His eyes were filled with sorrow. “When I calculated the cost, I could not. If he died that night, so would you. Your mother would have her throne usurped. There have been jackals in the courts for years, ones your father barely kept in check. The king has eliminated them now. But then? War would have overrun the land. I hoped that if you lived, one day, you would take the throne and restore balance.”
“All this?” I hissed, leaning closer. His knife broke the skin of my throat and I did not care if it cut to bone. “For a hope?”
“I have made worse mistakes,” he said softly. “And so will you.”
He lowered his arm. I did not.
“You could have saved him!” My hand shook. “You could have saved my father.”

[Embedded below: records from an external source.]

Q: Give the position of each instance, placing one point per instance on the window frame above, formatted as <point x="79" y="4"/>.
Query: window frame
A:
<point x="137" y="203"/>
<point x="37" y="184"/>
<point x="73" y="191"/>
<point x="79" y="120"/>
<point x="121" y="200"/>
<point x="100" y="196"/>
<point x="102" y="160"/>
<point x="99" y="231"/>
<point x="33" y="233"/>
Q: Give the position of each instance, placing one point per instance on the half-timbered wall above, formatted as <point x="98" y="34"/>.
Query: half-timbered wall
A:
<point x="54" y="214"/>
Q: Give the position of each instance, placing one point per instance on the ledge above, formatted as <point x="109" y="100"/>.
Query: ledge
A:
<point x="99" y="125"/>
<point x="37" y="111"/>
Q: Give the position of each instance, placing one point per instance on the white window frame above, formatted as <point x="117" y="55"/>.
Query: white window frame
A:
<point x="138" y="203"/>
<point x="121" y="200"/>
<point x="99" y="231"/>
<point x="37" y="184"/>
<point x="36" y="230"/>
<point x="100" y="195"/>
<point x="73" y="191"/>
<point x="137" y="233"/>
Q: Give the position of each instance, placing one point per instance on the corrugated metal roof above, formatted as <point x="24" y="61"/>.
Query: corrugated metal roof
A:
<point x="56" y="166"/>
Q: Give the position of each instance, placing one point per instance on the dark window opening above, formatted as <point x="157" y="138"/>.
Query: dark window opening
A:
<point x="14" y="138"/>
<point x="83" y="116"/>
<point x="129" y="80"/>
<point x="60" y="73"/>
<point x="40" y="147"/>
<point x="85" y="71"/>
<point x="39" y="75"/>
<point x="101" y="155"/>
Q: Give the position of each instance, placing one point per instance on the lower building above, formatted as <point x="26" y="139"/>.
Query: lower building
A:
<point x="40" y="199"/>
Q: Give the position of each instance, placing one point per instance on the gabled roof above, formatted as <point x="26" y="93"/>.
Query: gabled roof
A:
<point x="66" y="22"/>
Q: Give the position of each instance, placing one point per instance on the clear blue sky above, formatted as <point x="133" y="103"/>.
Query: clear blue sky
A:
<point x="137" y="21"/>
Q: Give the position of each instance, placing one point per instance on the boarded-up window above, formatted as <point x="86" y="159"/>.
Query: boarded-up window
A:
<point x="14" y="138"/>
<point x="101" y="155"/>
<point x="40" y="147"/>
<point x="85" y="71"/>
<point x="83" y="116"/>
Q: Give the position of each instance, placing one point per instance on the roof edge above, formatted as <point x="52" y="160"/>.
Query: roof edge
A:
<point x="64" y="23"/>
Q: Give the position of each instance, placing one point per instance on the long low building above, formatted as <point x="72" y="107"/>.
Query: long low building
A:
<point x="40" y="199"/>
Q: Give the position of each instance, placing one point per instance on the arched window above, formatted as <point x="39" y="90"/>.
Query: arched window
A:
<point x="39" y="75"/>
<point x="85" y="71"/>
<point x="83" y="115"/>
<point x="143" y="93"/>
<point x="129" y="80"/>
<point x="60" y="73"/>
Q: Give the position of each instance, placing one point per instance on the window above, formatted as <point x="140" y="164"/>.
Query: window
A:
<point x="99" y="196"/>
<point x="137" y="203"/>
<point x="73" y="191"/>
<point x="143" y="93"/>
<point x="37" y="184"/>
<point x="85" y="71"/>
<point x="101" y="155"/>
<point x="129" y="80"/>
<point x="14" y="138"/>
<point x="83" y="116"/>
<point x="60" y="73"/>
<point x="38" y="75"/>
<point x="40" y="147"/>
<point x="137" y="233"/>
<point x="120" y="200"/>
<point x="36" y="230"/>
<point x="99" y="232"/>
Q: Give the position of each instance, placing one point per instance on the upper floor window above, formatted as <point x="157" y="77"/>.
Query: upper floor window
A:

“We all fail,” said the Gentleman of Chaos. “You know your brother the king; you know what he will do.”
“Then end him,” I said. “Fix your failures.”
“I am dying, Vessai. I have been for years, since you came here. I ask you to take my name, become the next Gentleman of Chaos, as I did once, as the one before me did so long ago.”
“Why?”
“Because now,” he said, “you are nothing.”
He caught my wrist and guided my hand. I slit his throat and let him fall. His blood was no different than mine, spread along the stone floor.
It was the only time, since my father’s death, that I cried.
“SIRE,” I TOLD the king, “my ravens whisper that the Gentleman of Chaos is here.”
His bloodshot eyes were wild. “Tell me where!”
“He will come to the palace chapel, below where your father died. He will come alone.”
“I will have an army waiting, then!” cried the king.
“Sire,” I said, “I have lured him here with the rumor that on the full moon, you pray alone and will be unguarded. If he sees soldiers, he will disappear again and haunt you longer. Allow me to finish this.”
The king stared hard at me, his jaw working. “It will end?”
“Yes,” I said, and it was not a lie.
THE GENTLEMAN OF Chaos glided from the shadow, through moonlight patches that danced from the stained glass windows in the palace chapel.
My brother knelt in a show of prayer, unarmored, unarmed, exposed, trembling as his ragged breath filled the chapel.
“She?” the king called. “Protect me!”
She was gone. She had been fading for years, piece by piece, eaten away by time and realization that She had never been a woman.
There was only the Gentleman of Chaos.
THE NIGHT MY father was murdered, I was hiding under the heavy table, my toys clutched in tiny hands. Blood spread under the tablecloth and stained my feet.